@Honolulu Myohoji (Nichiren Shu priest replies) Thank you for your comment. Please be safe!
Response:
Truly, is that all you have to say to defend your sect? There is a concept in medicine, one can diagnose many disease by virtue of exclusion. Likewise Nichiren teaches:
"Putting all this aside, I will point out the truth for the sake of my followers. Because others do not choose to believe it now, they are persons who thereby form a reverse relation. By tasting a single drop, one can tell the flavor of the great ocean, and by observing a single flower in bloom, one can predict the advent of spring. One does not have to cross the water to far-off Sung China, spend three years traveling to Eagle Peak in India,180 enter the palace of the dragon king the way Nāgārjuna did, visit Bodhisattva Maitreya [in the Tushita heaven] the way Bodhisattva Asanga did,181 or be present at the two places and three assemblies when Shakyamuni preached the Lotus Sutra, in order to judge the relative merits of the Buddha’s lifetime teachings. It is said that snakes can tell seven days in advance when a flood is going to occur. This is because they are akin to dragons [who make the rain fall]. Crows can tell what lucky or unlucky events are going to take place throughout the course of a year. This is because in a past existence they were diviners. Birds are better at flying than human beings. And I, Nichiren, am better at judging the relative merits of sutras than Ch’eng-kuan of the Flower Garland school, Chia-hsiang of the Three Treatises school, Tz’u-en of the Dharma Characteristics school, and Kōbō of the True Word school. That is because I follow in the footsteps of the teachers T’ien-t’ai and Dengyō. If Ch’eng-kuan and the others had not accepted the teachings of T’ien-t’ai and Dengyō, how could they have expected to escape the sin of slandering the Law?"
He also teaches:
“‘The monks [whom you are speaking of] preach various teachings, but still they are not able to utter “the lion’s roar.”... Nor are they able to refute and convert evil persons who go against the correct teaching.
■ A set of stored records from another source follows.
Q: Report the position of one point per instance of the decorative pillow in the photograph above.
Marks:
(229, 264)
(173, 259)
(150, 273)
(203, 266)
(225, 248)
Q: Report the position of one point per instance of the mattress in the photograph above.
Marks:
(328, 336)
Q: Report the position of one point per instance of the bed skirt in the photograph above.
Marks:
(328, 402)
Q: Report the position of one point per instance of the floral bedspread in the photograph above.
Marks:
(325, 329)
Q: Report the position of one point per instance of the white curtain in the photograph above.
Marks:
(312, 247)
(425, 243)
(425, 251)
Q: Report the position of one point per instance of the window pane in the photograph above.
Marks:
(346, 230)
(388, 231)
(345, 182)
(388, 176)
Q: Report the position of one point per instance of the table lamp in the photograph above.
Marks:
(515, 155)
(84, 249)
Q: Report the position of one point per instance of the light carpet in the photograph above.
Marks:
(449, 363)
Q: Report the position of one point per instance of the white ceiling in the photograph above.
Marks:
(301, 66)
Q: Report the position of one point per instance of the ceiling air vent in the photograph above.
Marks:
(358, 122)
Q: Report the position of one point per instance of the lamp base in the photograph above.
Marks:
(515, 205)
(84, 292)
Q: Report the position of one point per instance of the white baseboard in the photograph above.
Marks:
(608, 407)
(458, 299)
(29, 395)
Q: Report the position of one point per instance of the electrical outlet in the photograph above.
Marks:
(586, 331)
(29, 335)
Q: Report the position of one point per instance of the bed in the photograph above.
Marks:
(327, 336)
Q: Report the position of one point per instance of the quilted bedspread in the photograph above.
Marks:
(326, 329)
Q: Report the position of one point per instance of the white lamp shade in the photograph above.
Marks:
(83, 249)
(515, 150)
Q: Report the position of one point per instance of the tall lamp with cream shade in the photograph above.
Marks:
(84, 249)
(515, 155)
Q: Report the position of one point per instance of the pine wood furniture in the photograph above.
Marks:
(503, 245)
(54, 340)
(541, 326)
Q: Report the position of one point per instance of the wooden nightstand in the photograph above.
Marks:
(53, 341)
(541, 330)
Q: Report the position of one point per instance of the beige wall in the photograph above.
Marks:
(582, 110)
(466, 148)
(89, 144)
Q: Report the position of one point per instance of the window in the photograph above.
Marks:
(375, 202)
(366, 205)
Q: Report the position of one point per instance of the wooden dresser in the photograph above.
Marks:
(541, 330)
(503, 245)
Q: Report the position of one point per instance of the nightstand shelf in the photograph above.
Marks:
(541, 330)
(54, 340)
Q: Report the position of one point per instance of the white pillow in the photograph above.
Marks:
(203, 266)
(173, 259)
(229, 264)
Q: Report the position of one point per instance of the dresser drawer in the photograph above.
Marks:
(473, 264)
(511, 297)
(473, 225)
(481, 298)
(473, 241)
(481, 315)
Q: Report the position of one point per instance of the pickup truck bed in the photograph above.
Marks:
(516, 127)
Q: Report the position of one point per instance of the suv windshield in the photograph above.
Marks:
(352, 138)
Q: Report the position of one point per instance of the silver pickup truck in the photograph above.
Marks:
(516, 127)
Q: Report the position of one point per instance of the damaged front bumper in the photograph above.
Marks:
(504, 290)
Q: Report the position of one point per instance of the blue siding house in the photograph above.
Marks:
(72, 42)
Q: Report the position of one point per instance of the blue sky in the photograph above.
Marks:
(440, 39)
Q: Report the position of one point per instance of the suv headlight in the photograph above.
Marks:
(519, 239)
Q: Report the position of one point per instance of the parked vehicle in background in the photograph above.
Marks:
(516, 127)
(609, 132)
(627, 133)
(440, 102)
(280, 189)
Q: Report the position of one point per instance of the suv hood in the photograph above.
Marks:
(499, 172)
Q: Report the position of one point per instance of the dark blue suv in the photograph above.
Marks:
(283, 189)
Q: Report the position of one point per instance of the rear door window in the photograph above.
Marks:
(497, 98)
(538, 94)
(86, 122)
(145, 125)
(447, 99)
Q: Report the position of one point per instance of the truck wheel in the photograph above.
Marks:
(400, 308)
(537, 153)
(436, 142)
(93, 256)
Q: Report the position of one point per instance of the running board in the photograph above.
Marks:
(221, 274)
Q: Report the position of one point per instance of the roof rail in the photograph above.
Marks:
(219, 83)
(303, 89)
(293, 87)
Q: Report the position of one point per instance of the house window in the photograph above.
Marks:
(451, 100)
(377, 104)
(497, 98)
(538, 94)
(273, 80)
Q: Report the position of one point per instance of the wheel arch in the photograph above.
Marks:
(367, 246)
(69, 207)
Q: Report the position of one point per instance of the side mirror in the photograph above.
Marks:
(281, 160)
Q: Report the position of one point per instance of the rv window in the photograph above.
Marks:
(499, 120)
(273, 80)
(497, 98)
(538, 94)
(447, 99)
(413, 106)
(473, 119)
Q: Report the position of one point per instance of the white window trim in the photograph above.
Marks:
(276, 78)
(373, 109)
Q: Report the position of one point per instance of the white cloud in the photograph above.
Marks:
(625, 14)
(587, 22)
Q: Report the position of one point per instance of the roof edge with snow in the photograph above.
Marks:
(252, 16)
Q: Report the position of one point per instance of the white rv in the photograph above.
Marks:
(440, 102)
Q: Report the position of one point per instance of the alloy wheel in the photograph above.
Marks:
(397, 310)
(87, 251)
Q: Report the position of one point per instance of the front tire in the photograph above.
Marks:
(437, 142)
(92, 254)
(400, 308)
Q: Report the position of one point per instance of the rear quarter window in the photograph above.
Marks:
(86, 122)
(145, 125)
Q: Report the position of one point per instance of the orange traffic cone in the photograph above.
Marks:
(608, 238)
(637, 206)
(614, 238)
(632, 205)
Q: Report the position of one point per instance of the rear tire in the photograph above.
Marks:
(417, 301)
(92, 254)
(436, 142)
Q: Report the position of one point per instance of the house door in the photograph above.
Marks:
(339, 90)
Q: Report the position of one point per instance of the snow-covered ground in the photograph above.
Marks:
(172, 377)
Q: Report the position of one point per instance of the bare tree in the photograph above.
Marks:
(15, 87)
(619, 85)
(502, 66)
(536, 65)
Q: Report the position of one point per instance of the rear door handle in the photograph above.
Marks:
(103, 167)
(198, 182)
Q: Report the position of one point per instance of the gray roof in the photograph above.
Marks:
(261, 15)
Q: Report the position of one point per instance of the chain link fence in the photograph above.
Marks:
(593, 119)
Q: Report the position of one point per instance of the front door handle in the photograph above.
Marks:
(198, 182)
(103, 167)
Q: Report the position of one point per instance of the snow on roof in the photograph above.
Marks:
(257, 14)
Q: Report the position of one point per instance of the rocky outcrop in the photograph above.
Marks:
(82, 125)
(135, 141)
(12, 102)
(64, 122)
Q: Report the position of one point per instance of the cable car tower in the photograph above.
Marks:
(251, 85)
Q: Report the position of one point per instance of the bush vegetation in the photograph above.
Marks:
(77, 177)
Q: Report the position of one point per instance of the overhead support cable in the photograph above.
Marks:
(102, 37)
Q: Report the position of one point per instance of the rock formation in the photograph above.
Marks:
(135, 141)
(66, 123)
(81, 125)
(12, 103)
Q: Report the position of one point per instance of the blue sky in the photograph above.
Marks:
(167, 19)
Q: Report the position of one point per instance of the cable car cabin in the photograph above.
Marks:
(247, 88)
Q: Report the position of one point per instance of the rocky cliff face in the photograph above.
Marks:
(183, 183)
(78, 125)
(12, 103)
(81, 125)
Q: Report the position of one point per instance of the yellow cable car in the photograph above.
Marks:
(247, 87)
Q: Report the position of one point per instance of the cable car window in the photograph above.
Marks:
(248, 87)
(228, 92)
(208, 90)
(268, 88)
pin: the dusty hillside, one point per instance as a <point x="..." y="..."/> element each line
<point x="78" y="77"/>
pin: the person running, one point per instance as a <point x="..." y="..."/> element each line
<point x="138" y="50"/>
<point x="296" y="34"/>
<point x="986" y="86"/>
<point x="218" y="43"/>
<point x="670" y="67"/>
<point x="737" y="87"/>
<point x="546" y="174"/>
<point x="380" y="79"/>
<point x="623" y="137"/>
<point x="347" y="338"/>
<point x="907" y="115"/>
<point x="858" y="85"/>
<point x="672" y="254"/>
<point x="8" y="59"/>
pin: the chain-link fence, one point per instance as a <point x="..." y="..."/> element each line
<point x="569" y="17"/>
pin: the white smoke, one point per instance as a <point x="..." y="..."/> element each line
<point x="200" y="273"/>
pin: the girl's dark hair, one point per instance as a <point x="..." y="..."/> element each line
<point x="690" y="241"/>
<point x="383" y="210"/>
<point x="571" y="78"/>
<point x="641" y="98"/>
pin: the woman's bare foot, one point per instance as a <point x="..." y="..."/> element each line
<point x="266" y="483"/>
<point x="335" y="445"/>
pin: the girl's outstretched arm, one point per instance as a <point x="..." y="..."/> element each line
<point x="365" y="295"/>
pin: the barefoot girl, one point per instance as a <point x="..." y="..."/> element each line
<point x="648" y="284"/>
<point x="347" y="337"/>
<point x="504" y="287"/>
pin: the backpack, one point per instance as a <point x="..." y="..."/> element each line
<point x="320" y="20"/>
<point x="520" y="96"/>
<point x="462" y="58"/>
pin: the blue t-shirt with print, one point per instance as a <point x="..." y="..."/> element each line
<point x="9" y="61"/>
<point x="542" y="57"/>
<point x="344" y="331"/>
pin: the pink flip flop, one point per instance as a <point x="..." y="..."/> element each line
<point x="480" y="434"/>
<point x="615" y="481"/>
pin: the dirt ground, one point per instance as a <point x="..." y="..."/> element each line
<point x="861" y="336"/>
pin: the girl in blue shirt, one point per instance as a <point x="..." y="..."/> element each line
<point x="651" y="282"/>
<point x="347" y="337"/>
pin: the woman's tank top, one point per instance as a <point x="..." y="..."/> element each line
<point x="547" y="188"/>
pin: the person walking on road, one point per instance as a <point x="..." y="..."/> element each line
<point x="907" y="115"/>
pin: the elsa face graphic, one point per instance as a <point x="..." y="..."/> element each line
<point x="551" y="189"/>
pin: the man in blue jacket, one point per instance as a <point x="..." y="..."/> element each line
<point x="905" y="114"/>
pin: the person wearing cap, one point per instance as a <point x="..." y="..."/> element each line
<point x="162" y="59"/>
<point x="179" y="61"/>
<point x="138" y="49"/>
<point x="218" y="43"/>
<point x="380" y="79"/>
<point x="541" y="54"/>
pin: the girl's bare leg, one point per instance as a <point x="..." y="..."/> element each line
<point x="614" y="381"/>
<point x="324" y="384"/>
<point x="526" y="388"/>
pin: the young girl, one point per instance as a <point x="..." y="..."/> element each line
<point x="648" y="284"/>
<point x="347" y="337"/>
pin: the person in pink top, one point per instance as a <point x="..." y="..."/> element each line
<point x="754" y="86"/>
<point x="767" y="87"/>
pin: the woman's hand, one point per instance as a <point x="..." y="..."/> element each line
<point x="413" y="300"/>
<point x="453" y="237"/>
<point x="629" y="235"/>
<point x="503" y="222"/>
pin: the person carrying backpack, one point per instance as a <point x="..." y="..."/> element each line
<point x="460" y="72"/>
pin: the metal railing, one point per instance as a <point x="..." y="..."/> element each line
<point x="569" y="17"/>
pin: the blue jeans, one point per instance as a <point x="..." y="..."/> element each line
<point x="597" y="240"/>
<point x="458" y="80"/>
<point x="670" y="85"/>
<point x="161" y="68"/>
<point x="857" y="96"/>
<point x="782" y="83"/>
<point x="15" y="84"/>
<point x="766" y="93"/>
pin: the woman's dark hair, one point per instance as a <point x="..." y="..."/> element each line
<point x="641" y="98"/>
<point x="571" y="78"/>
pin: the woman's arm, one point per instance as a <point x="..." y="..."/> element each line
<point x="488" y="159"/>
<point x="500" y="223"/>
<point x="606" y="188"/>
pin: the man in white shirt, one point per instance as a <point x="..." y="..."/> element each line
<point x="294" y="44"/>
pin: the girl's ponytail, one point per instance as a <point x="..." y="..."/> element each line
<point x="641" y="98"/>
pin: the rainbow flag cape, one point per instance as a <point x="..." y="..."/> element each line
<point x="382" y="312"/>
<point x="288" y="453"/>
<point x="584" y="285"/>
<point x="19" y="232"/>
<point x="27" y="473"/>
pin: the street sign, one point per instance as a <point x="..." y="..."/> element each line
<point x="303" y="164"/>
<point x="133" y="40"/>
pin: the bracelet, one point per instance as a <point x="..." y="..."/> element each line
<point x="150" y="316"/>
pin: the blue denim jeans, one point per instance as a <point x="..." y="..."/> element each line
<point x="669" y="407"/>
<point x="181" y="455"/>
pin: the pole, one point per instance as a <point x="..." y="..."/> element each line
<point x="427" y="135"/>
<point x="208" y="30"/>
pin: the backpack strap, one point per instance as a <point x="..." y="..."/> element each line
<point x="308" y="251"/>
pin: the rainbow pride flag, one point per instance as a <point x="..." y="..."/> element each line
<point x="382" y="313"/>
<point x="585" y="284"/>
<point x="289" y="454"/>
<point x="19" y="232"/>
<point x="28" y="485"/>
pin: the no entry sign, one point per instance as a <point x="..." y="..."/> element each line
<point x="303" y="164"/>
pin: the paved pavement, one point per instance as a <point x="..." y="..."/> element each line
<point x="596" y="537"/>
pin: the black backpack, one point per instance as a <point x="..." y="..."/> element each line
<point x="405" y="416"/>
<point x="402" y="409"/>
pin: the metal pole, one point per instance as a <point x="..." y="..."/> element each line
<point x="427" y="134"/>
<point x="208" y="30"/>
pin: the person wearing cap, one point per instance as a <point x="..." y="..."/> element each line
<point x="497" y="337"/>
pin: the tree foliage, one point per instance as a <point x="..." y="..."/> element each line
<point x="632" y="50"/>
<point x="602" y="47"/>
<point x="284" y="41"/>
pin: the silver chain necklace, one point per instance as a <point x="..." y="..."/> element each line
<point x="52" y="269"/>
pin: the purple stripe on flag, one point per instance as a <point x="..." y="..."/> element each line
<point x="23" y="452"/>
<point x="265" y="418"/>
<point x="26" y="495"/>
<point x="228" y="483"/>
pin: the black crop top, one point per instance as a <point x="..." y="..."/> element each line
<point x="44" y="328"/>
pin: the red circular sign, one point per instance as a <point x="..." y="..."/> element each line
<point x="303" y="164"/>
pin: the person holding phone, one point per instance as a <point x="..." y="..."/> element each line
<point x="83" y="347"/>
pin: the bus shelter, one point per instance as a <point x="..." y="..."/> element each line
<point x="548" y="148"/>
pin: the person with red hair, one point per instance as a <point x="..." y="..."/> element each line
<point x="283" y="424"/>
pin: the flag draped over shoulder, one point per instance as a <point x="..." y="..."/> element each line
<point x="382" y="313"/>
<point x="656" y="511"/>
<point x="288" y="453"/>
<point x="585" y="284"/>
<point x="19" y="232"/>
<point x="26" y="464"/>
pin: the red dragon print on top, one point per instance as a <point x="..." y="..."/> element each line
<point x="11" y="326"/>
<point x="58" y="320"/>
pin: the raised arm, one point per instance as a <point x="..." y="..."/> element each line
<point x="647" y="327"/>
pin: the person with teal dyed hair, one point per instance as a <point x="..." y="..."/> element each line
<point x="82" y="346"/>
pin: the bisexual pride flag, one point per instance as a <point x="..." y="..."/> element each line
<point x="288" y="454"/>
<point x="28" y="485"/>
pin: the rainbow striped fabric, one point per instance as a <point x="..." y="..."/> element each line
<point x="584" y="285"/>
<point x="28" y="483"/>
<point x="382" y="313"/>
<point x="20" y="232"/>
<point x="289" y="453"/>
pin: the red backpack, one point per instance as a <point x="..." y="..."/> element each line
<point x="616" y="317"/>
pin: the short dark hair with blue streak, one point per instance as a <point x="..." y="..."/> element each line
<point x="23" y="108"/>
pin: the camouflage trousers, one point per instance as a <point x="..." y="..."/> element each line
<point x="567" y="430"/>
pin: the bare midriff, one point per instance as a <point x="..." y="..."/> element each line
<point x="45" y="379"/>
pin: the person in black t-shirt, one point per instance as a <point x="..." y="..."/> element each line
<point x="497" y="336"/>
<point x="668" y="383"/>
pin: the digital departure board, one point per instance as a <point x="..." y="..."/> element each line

Monks of this kind can bring no benefit either to themselves or to the populace. You should realize that they are in fact shirkers and idlers. Though they are careful in observing the precepts and maintain spotless conduct, you should realize that they cannot achieve anything. [Then a monk raises “the lion’s roar.”...] Those who break the precepts, upon listening to his preaching, are all enraged to the point where they attack him. This preacher of the Law, though he may in the end lose his life, is still worthy of being called a person who observes the precepts and brings benefits to both himself and others.’”
The true disciples and believers win the argument by default.